My boyfriend and I have been dating for two months. We moved really fast and fell inlove, He told me every single day how much he loved me, called me constantly, asked me to sleep over every night, I was cooking dinners, we were hanging out with friends & family and just overall having a great time together. He told me that he never met a girl that he could actually say he wanted to marry.
We ended up having a fight the other night because he came home all bent out of shape because he hit a dog on his way home, he said he needed to go out, so i let him go. Then I ended up at the same bar as him and he got really mad, thought I was "stalking him" which i definately wasnt. We fought outside the bar and then i went to his house, got my over night bag and left. He said he needed the night alone.
So i talked to him the next day and he said he needed another day, I told him that was fine and that I had plans to be with my girlfriends that night anyway (friday).

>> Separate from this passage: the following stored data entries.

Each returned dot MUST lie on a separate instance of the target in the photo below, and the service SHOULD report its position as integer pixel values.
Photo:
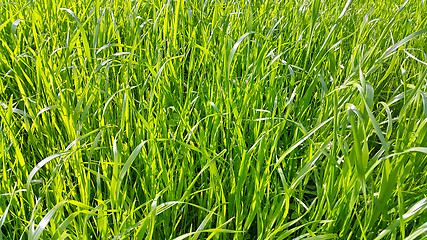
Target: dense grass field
(214, 119)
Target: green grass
(213, 119)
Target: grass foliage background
(213, 119)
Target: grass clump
(213, 119)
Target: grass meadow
(213, 119)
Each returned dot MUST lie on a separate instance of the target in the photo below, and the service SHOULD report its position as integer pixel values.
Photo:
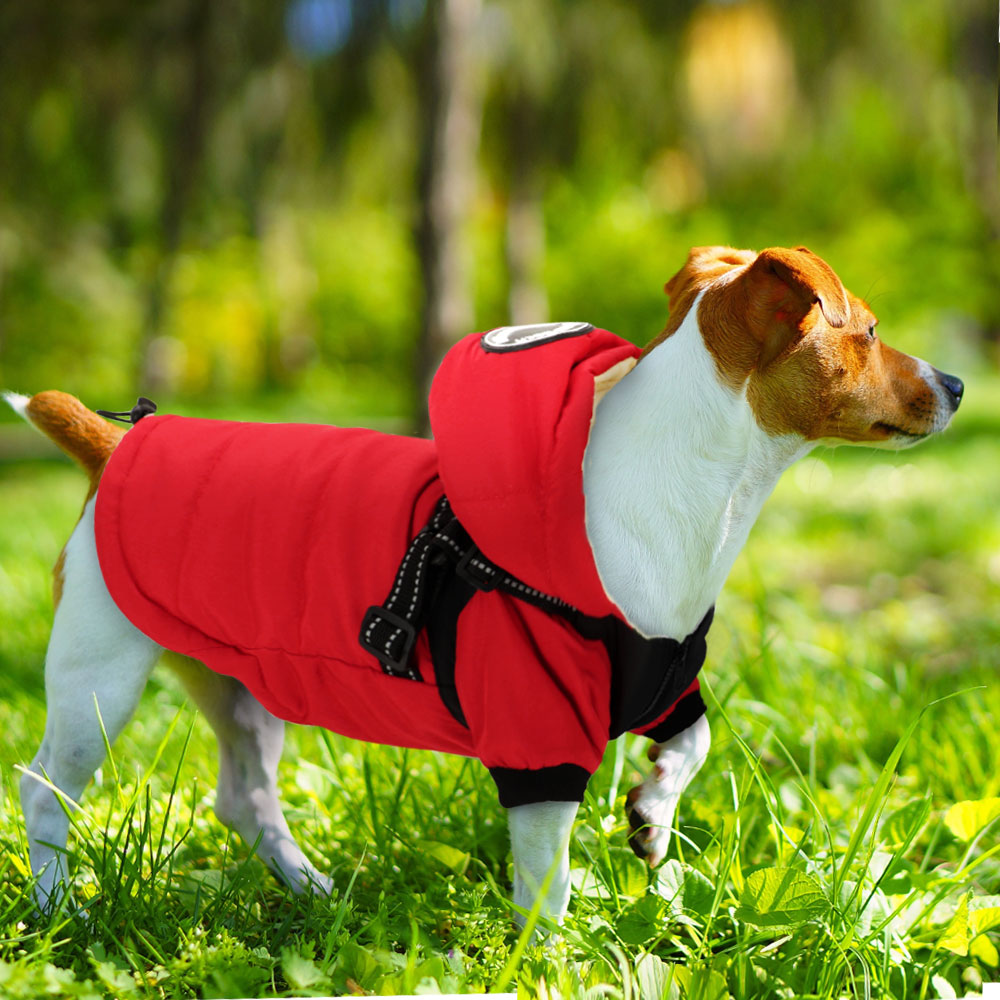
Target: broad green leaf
(984, 949)
(943, 989)
(956, 935)
(642, 921)
(301, 972)
(652, 975)
(701, 983)
(966, 819)
(451, 857)
(684, 888)
(781, 898)
(984, 914)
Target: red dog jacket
(258, 548)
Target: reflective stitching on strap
(389, 631)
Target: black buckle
(394, 666)
(476, 569)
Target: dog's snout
(953, 386)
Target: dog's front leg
(651, 806)
(539, 835)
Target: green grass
(854, 703)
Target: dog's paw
(648, 838)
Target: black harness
(439, 574)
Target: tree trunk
(451, 101)
(527, 299)
(183, 155)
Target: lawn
(843, 839)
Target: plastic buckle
(394, 666)
(476, 569)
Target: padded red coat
(257, 548)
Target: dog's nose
(953, 385)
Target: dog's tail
(79, 432)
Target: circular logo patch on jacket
(520, 338)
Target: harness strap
(389, 631)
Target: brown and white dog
(764, 357)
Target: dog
(546, 567)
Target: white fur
(539, 837)
(675, 473)
(95, 671)
(678, 761)
(18, 403)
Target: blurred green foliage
(259, 176)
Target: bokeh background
(253, 207)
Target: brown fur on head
(782, 327)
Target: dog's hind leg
(96, 668)
(651, 806)
(250, 741)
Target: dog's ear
(784, 286)
(704, 265)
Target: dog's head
(781, 326)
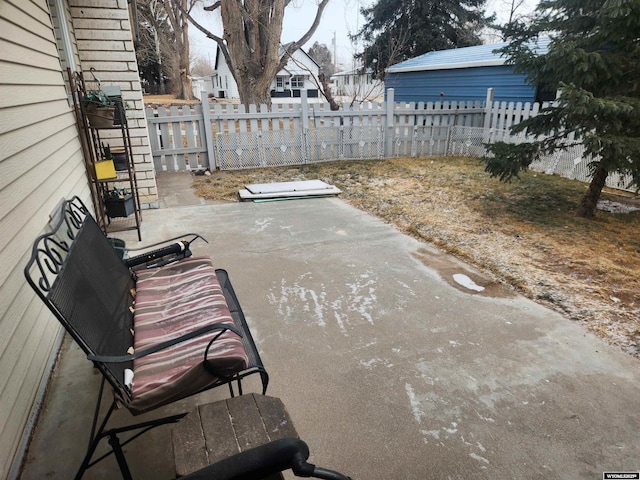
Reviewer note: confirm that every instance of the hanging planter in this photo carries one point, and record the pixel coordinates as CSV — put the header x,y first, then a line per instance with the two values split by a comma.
x,y
120,160
118,203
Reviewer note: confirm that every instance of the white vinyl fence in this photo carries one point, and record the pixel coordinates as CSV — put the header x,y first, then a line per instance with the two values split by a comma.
x,y
228,137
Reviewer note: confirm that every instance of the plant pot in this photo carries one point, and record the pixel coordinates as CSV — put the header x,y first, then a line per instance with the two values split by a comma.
x,y
120,160
100,117
119,207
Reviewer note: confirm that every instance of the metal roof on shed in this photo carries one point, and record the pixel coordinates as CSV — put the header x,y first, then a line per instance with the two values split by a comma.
x,y
465,57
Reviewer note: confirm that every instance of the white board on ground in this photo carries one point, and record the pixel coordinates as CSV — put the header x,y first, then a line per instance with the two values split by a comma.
x,y
280,187
247,195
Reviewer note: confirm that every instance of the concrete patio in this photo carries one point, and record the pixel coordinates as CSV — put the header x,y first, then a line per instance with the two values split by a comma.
x,y
390,369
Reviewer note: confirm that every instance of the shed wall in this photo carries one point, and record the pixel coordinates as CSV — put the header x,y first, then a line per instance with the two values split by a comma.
x,y
461,84
40,163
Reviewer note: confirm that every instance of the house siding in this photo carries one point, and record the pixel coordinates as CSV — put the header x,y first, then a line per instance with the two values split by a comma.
x,y
104,42
40,163
460,84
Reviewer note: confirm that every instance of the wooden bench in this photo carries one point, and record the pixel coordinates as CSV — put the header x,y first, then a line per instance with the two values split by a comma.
x,y
213,432
159,327
246,437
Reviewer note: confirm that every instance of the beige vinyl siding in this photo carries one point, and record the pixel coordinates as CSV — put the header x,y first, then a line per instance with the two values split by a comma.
x,y
40,163
105,42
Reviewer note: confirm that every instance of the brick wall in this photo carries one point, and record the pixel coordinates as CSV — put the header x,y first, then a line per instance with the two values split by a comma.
x,y
105,42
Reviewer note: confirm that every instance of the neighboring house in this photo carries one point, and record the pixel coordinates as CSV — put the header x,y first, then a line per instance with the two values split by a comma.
x,y
463,74
202,84
41,162
300,73
357,85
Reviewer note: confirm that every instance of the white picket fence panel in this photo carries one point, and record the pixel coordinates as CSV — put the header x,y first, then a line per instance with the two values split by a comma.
x,y
228,137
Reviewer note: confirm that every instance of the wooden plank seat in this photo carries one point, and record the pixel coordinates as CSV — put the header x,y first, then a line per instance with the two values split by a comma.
x,y
246,437
156,334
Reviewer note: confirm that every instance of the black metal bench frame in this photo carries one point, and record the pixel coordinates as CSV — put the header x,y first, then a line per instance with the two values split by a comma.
x,y
68,247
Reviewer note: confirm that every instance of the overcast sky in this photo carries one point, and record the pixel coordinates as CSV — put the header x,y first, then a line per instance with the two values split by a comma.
x,y
340,18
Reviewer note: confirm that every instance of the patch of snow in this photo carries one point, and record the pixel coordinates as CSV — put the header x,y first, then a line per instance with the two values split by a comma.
x,y
467,282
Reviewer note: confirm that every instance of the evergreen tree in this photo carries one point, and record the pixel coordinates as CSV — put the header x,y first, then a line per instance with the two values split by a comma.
x,y
396,30
594,61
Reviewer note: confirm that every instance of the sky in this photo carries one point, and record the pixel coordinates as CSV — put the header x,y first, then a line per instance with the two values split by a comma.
x,y
340,18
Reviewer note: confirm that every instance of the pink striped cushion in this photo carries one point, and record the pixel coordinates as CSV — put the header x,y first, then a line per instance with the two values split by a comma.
x,y
171,301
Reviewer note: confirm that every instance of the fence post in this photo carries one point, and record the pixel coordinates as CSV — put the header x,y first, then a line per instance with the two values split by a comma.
x,y
304,111
488,106
208,135
390,125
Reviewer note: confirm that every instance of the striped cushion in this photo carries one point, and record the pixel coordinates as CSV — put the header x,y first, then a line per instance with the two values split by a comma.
x,y
171,301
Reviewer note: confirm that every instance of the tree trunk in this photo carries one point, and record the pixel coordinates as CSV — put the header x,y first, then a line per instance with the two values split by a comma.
x,y
589,201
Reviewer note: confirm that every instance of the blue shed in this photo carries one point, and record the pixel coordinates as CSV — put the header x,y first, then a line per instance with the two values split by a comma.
x,y
463,74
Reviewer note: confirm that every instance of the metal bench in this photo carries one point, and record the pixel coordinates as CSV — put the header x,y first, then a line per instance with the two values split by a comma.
x,y
160,326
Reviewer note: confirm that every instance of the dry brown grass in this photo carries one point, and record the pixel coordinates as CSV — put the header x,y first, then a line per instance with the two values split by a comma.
x,y
523,233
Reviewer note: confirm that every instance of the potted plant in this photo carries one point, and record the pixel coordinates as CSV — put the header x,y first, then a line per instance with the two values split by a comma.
x,y
99,108
118,202
118,156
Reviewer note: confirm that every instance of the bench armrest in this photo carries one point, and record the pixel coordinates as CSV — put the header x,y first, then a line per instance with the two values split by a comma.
x,y
167,251
161,346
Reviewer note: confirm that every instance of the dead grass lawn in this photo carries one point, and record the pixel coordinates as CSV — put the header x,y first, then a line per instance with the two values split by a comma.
x,y
524,233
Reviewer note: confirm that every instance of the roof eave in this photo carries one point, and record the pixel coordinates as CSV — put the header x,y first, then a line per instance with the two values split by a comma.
x,y
448,66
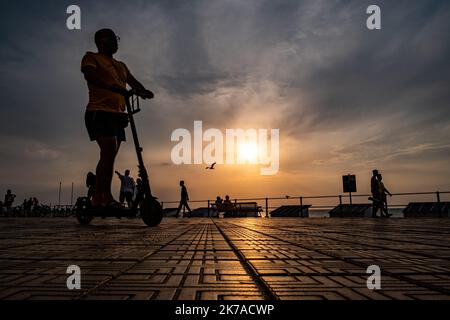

I didnt hear from him all weekend And I know he had been dealing with alot of crazy family issues that were really bothering him so i stopped by on sunday night, he was in the shower and i thought I'd surprise him, he got pissed off that I didnt give him enough space, I tried to explain that its fine if he needs space but that i need him to communicate with me so that I know we are okay. He said we needed to break up, that he had too much to deal with and he couldnt handle my needing to communicate,
His friends told me that he is the kind of guy who will dissappear from a friend circle for weeks at a time if hes dealing with his own issues, and when one little thing sets him off he is absolutely miserable and can't get happy for a while. I talked to him about this for a while and he finally told me about his family problems, i told him i understood, he also said he had alot of personal problems with himself to work out and that he needed to make himself happy before being with me. He said im a great girl and he knew he was going to regret what he was doing but he needed to break up. I tried to explain to him that I want to be with him, no matter what he has going on, and that if needs time, even if we can't talk during this time then i'll wait, because i really do love him and he's worth it in my eyes. I told him how happy id been with him because i knew he was down on himself. He asks me to stay over, i tell him that i cant stay unless i know we're going to be alright, and he says that we will eventually be okay.
We wake up in the morning and he says the he doesnt want me to think things can go back to being the way they were, he still needs his space and then i ask him if im going to have to go another 3 days without talking to him, apparently this is what he doesnt like, my questioning when we'll talk again. So he says we need to break up, AGAIN, he tells me to get my things so that i wont have to stop by at all. Outside by my car we're talking, and im crying and hes in a bad mood because of this depression but we are talking about things and i tell him that i dont want to be without him, and that i will wait for him to take his space, I told him "you're going to miss me" and he said "maybe I won't have to amanda, just give me a little space" - from that i took, that he meant give me space so we can get back togeter and i wont have to miss u long term. Anyway then we discussed that we are not going to hook up with other people during this space, he said that if i sleep with anyone else we'll never get back together, i say that the same goes for him. I told him i want him to be able to call me and say "i want you to sleep next to me tonight, but i still need my space" He says we have amazing sex and he doesnt want anyone else, if he needs it he promised to call me and not get with some random girl. He said he wants to take it back to when we just hung out a few times a week and didnt talk everyday.
Im so confused because he told me he loved how close we were and how i took care of him so well, and now hes saying he needs time and space to do his own thing and that he needs to be happy before making me happy, and he doesnt want to have to worry about hurting me or bringing me down. I believe hes sincere but i need some serious advice from an outsider on this. I mean come on he told me he had the best 2 months of his life with me and that these new family issues screwed it all up. He's 27 years old, and I am 21. I really care about him, and I do love him. His friends say he has never been so happy as when hes with me. Someone please help me here im not sure what to think. How long am I supposed to wait for him to figure things out here?